Il demeurait dans la ville de l'Âme un monsieur, Crainte de Dieu, ce qui déplaisait fort à Sécurité charnelle. Il aurait bien voulu le débaucher lui aussi et en faire l'un de ses adeptes. Mais jusque-là, Crainte de Dieu se tenait à l'écart et Sécurité charnelle sentait bien qu'il n'avait aucune prise sur lui. Il résolut de l'inviter à un grand festin avec plusieurs autres de ses voisins, dans le but de le circonvenir, de le débaucher si possible, d'en faire sa dupe comme il l'avait fait avec les seigneurs de la Cité.
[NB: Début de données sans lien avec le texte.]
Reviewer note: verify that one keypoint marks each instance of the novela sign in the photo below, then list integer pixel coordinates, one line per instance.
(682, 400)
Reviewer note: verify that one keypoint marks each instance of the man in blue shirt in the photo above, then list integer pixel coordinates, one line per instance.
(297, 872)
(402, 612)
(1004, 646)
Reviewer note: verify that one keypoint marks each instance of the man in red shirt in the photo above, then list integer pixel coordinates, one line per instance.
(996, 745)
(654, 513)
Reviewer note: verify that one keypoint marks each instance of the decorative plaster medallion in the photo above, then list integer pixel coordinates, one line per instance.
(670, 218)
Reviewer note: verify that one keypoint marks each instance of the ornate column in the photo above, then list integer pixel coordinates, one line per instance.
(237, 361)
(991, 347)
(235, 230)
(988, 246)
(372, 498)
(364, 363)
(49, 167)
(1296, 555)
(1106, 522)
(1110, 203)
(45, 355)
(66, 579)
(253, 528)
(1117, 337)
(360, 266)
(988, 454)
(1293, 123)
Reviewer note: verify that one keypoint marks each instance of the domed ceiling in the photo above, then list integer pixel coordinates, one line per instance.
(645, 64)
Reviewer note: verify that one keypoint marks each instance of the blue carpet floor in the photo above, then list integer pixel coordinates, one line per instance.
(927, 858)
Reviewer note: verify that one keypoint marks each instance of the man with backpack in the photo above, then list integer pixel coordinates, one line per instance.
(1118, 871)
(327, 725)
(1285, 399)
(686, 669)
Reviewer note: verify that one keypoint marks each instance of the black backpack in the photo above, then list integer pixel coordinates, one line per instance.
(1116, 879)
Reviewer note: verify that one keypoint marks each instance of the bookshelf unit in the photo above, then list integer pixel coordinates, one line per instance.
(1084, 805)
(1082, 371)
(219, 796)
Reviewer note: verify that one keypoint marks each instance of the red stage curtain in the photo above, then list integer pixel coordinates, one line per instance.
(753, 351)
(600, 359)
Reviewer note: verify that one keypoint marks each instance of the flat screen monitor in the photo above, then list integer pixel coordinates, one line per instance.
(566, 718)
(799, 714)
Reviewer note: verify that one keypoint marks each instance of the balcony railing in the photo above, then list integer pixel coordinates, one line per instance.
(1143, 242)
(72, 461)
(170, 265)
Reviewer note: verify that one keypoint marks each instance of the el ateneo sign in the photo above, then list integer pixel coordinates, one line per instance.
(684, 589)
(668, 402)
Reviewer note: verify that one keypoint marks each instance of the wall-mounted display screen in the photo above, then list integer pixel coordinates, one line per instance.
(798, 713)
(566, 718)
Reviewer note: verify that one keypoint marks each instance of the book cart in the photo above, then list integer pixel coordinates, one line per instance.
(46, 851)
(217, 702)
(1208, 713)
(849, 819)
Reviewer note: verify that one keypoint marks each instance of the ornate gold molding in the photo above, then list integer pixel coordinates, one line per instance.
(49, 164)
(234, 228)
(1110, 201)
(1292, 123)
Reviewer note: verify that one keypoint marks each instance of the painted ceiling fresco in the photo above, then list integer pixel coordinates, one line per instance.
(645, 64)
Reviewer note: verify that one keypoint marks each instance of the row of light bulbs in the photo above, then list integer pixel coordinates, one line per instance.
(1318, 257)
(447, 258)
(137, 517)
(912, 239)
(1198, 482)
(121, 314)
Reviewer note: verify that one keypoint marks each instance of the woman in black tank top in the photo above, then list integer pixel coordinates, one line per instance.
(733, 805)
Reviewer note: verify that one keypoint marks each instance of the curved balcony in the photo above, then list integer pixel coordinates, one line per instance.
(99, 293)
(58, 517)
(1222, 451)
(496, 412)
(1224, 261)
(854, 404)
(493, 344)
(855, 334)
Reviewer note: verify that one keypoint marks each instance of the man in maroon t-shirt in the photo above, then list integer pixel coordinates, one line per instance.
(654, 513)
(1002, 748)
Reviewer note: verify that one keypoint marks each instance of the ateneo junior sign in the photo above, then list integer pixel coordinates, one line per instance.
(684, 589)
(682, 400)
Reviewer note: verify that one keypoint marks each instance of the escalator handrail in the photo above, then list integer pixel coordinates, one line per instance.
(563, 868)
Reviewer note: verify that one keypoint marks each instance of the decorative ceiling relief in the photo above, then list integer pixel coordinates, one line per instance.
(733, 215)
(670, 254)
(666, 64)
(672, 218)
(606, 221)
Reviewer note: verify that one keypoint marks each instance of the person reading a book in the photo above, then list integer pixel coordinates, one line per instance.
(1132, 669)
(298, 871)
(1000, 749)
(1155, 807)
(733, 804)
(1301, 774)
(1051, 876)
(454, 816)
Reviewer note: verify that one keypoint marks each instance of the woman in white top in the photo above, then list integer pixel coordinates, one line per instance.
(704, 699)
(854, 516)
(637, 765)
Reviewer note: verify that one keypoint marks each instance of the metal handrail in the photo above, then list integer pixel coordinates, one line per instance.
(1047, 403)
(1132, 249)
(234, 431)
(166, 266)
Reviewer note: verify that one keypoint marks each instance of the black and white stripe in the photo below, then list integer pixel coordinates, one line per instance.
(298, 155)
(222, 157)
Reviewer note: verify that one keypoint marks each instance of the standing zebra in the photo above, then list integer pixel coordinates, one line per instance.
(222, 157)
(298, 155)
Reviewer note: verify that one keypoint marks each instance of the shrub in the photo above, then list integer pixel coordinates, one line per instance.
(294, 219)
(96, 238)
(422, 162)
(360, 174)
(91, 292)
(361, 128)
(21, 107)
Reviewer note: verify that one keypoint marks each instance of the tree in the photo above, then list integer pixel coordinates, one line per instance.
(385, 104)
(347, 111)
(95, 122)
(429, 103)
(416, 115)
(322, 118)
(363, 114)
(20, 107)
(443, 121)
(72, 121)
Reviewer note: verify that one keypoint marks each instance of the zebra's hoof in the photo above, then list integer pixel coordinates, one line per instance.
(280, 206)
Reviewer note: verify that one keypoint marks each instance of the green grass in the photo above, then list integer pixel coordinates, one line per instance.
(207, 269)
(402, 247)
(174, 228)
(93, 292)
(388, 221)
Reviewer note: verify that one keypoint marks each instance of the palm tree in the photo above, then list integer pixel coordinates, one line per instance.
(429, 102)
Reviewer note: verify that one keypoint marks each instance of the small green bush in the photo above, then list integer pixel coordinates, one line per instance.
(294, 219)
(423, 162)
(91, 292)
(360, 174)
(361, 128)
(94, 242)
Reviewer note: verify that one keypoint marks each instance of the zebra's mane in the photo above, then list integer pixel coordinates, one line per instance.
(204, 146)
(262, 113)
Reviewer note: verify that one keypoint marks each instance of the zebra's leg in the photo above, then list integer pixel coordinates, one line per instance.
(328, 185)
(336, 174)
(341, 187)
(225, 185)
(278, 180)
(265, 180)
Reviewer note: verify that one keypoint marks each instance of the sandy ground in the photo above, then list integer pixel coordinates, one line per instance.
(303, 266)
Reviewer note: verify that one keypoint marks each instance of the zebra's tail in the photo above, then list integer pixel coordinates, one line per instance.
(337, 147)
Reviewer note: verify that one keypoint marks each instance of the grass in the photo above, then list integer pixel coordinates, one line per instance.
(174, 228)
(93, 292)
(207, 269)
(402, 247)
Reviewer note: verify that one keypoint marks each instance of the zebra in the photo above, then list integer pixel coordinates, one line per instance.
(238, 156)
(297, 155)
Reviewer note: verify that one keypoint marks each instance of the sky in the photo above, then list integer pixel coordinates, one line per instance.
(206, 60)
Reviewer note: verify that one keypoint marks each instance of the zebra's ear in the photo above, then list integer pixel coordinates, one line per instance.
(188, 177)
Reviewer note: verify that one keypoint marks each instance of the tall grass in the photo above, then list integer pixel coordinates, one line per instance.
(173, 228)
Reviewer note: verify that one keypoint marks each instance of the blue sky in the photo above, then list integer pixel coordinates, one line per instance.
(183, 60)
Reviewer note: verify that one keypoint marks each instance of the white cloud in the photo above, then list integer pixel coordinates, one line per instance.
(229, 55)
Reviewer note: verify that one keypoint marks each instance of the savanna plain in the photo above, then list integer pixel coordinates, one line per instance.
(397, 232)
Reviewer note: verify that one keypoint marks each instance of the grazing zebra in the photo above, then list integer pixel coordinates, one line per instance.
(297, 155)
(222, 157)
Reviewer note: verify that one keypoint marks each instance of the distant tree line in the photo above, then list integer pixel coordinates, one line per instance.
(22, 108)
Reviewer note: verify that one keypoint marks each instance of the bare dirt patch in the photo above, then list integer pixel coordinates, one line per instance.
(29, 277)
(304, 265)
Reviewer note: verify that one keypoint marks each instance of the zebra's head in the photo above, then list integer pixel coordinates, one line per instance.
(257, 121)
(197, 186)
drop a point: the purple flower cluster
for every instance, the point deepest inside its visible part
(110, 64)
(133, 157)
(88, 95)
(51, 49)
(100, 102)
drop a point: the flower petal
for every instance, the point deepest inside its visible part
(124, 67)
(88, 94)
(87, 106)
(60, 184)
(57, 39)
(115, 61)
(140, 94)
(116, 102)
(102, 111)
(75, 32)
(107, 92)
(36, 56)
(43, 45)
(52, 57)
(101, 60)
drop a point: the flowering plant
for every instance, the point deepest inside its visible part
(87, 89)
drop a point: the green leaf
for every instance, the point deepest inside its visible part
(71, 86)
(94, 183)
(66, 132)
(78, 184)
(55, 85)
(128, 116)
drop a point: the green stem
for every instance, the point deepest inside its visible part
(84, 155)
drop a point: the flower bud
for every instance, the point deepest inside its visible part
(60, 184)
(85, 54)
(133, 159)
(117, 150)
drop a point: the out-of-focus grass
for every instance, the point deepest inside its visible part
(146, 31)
Tous vinrent, tous se livrèrent à la joie, burent et mangèrent à l'exception de Crainte de Dieu qui se tenait sur la réserve, ce dont l'amphitryon s'aperçut : - Seriez-vous malade ? Malade de corps ou d'esprit ? ou des deux ? demanda-t-il ironiquement à son invité. » - Je vous remercie pour votre intérêt plein de courtoisie, répondit Crainte de Dieu. Mais j'ai un mot à dire aux gens de la ville : aux chefs et aux anciens. Et se tournant aussitôt vers eux, il dit : Vous Chefs, vous Anciens, n'est-il pas extraordinaire que vous soyez si joyeux et si loquaces pendant que la ville de l'Âme est réduite en un état si misérable ? »

Sécurité charnelle se dressa d'un bond et cria tout aussitôt : « Mais cet homme ne sait ce qu'il dit ; il a besoin de sommeil. Reposez-vous, Monsieur, pendant que nous continuerons à festoyer. »

Si votre Coeur était droit et sincère, reprit Crainte de Dieu, pourriez-vous continuer votre oeuvre néfaste, M. Sécurité ?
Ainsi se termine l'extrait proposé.